I’m more than pleased with the quality of the 300-dpi scanned documents. Once the files are imported you can quickly and easily make adjustments if you need to, but I found the auto adjustments that the Doxie app makes were often perfect the first time. If the app auto-adjusts incorrectly, you can re-adjust manually.
It is also relatively easy to name your files (since the scanner doesn’t know what to name them). A clever idea once OCR is implemented would be to auto name the file based on the first line of the document scanned.
The Go treats every single scanned page as it’s own document. And so, within the app is a vital function: you can select multiple files and then “staple” them together with a click. It could not be easier to join multiple scans into a single PDF document.
You can save the scans to you computer or just leave the files in the Doxie app. Unsaved Doxie scans stay in the Doxie app whereas saved scans can be removed from the app when you quit or kept in there indefinitely. You cannot import documents from your computer into the Doxie app. Thus, once you remove a scan from the Doxie app there is no way to get it back into the app other than printing it out and re-scanning it in.

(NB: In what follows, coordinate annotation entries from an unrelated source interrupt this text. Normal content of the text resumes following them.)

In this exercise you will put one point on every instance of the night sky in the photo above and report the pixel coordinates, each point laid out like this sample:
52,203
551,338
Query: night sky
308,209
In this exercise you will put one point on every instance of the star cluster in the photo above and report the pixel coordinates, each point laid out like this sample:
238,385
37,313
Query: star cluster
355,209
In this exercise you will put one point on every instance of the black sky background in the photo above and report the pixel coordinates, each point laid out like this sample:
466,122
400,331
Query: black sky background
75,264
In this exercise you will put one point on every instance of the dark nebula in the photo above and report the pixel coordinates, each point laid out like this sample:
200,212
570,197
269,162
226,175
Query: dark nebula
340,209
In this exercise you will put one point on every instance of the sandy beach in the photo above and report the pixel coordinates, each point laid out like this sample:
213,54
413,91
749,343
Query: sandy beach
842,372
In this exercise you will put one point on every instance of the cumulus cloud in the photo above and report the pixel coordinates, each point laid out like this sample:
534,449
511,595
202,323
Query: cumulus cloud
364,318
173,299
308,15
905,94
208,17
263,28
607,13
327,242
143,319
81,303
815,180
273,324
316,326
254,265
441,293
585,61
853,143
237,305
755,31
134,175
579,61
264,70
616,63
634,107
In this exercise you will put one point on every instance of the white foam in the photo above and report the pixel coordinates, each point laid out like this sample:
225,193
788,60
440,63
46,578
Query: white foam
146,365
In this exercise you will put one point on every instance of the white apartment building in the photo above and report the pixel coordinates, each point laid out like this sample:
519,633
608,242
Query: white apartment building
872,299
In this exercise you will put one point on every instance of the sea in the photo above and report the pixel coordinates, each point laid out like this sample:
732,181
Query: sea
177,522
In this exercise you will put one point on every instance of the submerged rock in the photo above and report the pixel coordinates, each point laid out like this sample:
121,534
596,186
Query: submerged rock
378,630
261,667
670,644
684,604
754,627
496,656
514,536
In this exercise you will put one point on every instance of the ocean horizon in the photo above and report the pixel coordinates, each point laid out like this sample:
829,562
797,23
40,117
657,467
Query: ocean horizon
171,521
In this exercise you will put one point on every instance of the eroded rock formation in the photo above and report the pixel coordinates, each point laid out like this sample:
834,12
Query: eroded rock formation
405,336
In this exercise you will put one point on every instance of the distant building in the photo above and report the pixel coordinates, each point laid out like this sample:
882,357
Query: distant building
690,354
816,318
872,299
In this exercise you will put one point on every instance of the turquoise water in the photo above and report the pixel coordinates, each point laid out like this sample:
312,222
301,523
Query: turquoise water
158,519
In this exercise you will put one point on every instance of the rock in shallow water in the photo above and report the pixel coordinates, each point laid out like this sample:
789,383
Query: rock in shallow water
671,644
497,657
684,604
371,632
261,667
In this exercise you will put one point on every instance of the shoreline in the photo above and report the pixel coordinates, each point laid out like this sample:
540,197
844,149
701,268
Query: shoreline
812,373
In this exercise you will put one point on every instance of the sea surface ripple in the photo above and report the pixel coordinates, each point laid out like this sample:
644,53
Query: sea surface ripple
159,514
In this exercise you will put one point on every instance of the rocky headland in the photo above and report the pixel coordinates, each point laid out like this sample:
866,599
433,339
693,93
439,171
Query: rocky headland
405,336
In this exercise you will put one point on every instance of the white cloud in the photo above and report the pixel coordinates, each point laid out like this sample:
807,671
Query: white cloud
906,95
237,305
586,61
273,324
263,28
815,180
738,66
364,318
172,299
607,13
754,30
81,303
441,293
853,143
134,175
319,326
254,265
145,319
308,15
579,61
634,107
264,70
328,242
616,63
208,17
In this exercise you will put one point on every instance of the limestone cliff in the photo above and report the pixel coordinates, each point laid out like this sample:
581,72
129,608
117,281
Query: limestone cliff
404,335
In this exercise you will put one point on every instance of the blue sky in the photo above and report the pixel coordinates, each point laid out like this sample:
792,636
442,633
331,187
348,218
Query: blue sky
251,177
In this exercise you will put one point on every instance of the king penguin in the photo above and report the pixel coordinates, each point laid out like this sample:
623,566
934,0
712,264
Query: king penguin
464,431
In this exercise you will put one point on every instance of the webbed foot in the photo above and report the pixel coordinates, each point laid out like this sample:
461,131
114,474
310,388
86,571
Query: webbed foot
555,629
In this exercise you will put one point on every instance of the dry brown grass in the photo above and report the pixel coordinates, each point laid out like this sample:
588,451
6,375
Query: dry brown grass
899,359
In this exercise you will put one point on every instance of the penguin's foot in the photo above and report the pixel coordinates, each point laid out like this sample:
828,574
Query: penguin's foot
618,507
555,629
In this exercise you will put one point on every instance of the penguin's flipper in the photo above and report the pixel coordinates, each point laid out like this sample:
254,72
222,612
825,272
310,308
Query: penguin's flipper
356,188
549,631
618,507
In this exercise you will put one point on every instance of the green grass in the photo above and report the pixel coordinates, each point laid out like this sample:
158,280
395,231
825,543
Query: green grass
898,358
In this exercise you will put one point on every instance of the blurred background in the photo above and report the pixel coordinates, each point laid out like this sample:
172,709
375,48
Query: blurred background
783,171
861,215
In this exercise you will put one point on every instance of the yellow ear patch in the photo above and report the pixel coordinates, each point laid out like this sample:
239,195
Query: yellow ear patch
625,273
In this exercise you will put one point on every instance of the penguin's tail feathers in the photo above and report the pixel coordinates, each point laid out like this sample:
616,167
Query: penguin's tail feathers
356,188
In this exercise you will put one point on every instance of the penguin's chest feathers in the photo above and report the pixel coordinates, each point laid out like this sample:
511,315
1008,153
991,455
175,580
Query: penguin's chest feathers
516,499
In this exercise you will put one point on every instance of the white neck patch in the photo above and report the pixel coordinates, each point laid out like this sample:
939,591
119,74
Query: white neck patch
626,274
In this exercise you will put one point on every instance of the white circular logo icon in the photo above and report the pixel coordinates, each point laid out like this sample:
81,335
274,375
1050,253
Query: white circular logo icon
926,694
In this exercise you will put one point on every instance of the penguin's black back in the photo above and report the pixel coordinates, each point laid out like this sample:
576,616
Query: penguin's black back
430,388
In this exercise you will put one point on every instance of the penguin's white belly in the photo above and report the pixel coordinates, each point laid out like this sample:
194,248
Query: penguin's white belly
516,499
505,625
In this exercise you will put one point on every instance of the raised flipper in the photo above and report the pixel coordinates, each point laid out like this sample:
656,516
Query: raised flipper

I prefer to save my scans as PDFs. Mostly because I am scanning in documents that I no longer have to keep in a filing cabinet. The default when you hit Command+S is to save as a JPEG. However, Shift+Command+S is the hotkey for Save as PDF, and Option+Command+S for save as a PNG. I like Saving as a PDF because PDFpen can then OCR the document and then I save in Yojimbo. It’s amazing how once a PDF has been OCRed the contents of that PDF are completely searchable. It makes going paperless seem like a no-brainer.
And in my estimation, the Go’s file sizes are quite reasonable. A PDF of my 8.5×14″ Car Insurance Declarations page scanned at 300 dpi, saved at medium-quality, and then OCRed via PDFpen, weighed in at 1.2 megabytes. That is certainly more than a PDF from the source, but it is not bad for a large page that is high-resolution and has searchable, selectable, text.
Welcome to your new paperless office, Shawn.